A report on New Greek TV last Friday, citing the Hellenic Air Force, said the Greek air force took part in the exercises "under a joint military cooperation program."
The drill, with the participation of Israeli F-15s and F-16s and Greek aircraft and naval units, will be carried out in the western Peloponnese and the Myrtoon Pelagos on October 8-9, the report said.
Obviously, the drill sent a not-so-subtle signal to Iran, which recently reaffirmed its "right" to enrich uranium. During his recent speech at the U.N., Israeli Prime Minister Benjamin Netanyahu warned that the "softer" rhetoric of Iran's new leader, Hasan Rouhani is nothing more than a trick, aimed at persuading the west to remove sanctions against Tehran.
Not too many years ago, Israel conducted this type of training in Turkey. But with the rise of Islamists in Ankara, the IAF has found a new partner in Greece. Flying north across the Mediterranean not only gives the Israelis a chance to rehearse long-range missions, they can also train against a NATO air force, operating fourth generation fighters.

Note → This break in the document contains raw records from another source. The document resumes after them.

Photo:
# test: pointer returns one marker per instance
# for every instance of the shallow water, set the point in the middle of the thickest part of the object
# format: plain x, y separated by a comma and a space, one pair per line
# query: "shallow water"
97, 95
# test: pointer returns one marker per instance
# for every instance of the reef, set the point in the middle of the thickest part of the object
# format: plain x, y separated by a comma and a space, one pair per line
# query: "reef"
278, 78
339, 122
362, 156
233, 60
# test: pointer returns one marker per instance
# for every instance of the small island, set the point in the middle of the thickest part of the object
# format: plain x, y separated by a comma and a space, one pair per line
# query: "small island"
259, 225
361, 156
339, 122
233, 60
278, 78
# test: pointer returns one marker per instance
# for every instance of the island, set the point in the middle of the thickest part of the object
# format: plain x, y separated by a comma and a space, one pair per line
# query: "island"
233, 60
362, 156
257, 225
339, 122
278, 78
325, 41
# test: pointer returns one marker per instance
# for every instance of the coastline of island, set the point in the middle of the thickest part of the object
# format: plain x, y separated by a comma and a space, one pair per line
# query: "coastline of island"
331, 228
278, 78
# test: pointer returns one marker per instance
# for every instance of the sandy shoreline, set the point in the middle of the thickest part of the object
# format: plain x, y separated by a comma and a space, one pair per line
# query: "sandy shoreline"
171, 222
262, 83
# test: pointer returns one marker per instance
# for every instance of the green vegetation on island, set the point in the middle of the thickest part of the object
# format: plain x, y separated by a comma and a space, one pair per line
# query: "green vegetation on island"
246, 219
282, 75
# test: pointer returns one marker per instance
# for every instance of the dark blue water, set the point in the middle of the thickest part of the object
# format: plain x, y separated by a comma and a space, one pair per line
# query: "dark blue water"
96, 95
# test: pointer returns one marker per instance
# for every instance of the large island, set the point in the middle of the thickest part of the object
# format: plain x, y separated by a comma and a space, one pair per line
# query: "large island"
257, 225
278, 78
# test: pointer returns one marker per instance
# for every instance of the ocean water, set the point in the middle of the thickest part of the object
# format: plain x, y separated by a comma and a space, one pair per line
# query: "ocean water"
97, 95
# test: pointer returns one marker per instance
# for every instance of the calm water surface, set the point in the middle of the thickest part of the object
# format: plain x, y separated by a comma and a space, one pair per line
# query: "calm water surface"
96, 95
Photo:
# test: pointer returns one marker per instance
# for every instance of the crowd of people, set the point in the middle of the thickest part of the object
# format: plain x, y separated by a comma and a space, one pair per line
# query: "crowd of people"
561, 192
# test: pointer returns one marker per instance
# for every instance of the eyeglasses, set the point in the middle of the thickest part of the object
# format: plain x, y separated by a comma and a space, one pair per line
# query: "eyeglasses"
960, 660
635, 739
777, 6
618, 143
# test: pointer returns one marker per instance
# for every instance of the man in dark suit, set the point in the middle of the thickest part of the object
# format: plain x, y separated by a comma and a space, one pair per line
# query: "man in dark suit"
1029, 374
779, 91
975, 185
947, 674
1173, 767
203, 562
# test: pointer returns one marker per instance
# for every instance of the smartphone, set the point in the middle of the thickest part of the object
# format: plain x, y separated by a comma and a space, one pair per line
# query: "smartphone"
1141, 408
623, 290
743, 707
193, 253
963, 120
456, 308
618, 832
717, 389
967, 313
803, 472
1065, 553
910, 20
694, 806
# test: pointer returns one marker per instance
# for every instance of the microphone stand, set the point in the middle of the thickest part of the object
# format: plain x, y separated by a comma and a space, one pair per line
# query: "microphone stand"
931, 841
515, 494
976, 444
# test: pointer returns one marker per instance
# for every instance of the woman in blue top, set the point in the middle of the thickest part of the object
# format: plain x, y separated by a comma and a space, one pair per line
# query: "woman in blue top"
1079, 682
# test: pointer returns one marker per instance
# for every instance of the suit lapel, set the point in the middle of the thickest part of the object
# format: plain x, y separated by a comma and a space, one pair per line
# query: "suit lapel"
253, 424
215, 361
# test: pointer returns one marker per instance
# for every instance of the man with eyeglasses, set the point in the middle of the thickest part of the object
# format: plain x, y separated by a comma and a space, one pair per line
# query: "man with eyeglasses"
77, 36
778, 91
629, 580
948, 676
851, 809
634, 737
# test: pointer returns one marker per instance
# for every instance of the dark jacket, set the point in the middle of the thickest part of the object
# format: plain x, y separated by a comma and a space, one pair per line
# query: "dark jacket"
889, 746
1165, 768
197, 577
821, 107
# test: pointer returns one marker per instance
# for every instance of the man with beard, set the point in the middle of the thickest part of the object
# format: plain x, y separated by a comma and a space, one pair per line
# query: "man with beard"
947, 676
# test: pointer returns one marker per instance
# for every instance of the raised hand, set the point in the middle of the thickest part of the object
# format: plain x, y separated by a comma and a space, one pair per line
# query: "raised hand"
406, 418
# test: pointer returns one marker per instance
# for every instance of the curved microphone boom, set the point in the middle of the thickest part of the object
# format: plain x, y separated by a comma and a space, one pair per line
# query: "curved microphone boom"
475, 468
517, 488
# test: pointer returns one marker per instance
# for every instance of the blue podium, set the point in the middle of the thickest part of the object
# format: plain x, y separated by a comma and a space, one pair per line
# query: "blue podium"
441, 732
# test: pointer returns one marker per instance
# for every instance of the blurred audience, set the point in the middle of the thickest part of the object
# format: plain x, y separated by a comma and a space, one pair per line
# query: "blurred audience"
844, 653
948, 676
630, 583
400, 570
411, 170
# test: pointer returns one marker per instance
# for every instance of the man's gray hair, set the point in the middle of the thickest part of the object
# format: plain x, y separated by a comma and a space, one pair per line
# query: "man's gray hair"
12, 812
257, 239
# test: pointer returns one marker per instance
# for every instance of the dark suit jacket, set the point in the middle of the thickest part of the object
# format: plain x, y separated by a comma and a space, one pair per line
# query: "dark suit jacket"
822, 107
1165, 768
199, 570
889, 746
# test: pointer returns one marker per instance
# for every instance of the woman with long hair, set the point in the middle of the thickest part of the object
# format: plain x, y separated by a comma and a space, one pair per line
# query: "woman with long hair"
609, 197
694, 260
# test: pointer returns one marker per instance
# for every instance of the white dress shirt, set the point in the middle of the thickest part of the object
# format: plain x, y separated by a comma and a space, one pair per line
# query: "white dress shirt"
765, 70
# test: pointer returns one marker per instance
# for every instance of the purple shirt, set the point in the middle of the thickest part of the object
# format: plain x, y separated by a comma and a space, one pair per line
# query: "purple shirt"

But training in Greece offers one more attraction. The Greeks operate the advanced, Russian-made S-300 SAM system, acquired from their Cypriot brethren. And while Moscow has never made good on expected S-300 sales to Iran and Syria, the system will likely show up sooner or later in one--or both--countries. As part of their drills, it's a fair bet that IAF pilots flew against the S-300, allowing them to further refine tactics that would be used when they face those missiles in Syria, or Iran.